Inverclyde Now Logo HOUSEBUILDERS Showing Interest In Spango Valley Development As Site Work Gets Underway

10 August, 2020 | Local, Planning

James and Sandy Easdale

GROUNDWORK to prepare the massive former IBM Greenock site for a potential £100million residential and commercial transformation has started.

The site at Spango Valley, which is owned by Sandy and James Easdale and Advance Construction, is currently subject to a planning application for a mixed-use masterplan which would include up to 450 new homes, alongside areas of new employment, leisure, community and retail use.

James and Sandy Easdale

The proposals include a park-and-ride facility beside the former IBM rail halt, which would re-open.

There would also be extensive areas of greenspace, parkland and a network of paths across the site.

Demolition of the final empty call centre building has begun and it is hoped that, if planning permission is approved, construction can begin before the end of 2020.

It is anticipated that 300 jobs — including at least 50 apprenticeships — will be created through the construction phase which could last up to seven years.

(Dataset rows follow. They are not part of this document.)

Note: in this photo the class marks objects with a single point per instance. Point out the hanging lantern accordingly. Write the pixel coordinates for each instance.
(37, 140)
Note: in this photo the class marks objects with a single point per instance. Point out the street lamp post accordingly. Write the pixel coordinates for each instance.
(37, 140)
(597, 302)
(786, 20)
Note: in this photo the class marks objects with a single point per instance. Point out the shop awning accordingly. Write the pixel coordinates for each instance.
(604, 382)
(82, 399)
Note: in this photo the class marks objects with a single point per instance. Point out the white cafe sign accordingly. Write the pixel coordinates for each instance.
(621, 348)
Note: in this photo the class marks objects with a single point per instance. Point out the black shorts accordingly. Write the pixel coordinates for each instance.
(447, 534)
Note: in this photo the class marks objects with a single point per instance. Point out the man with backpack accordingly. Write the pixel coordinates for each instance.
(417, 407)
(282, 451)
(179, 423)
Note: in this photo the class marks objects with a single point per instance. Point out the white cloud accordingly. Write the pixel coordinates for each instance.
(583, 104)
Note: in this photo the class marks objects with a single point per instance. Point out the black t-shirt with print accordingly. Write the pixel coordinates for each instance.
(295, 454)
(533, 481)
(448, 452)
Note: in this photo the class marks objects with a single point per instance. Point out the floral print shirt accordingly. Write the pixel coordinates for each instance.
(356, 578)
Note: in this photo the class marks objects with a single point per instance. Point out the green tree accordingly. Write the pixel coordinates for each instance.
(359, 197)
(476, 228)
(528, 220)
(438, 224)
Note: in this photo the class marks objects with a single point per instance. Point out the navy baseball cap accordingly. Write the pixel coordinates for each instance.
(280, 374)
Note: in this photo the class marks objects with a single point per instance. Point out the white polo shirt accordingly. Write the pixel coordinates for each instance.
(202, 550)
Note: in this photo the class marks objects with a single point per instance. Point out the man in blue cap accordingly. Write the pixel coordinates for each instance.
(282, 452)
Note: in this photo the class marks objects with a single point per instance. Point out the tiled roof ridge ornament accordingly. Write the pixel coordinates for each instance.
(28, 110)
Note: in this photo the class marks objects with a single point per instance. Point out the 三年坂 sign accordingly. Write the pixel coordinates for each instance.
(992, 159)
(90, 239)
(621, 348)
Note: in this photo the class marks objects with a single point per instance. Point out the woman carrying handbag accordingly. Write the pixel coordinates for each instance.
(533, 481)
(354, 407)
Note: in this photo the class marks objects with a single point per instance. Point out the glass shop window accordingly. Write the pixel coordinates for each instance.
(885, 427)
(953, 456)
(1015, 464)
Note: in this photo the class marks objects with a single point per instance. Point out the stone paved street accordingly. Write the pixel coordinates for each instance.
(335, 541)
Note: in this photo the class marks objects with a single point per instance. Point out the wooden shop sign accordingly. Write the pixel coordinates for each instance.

Sandy said: “Getting the groundwork underway and demolishing the remaining buildings at the site marks another major milestone in securing the long-term transformation of the former IBM site.

“This development has the potential to breathe new life into the area, bringing high-quality housing, new businesses and skilled jobs to Greenock. We’ve already been in discussions with several major housebuilders who see the potential at Spango Valley for those who already live locally as well as people who want to move to Inverclyde. This would help address the population decline in the area.

“Despite the economic crisis, we are more committed than ever to see this project become reality. It is a huge opportunity for the region at a time when good news is in short supply.”

James Easdale said: “Being local, we want to see the town prosper. IBM opened in 1951 and at one stage more than 5,000 people were employed there. It is now an empty shell and this has taken its toll on the region.

“If we get the go ahead to put our plans into action then apprenticeships, construction jobs and upon completion, commercial employment will all be brought to the area. The Spango Valley site will become a high-quality, vibrant, attractive environment in which to live and work. Such a boost is needed more than ever and we intend to deliver for Inverclyde.”

The Easdales, in partnership with Advance Construction, are also the driving force behind a huge £250 million, 850-home housing development at a 130-acre site in Glenrothes. The development at the former Tullis Russell paper mill will feature 850 new homes, a care home, retirement village, commercial, retail and leisure space and has already been approved by Fife Council. It is expected to cost £250m and take a decade to complete.

The last IBM staff at Spango Valley moved to offices at Riverside Business Park, Pottery Street, Greenock in September 2016 and the land was cleared.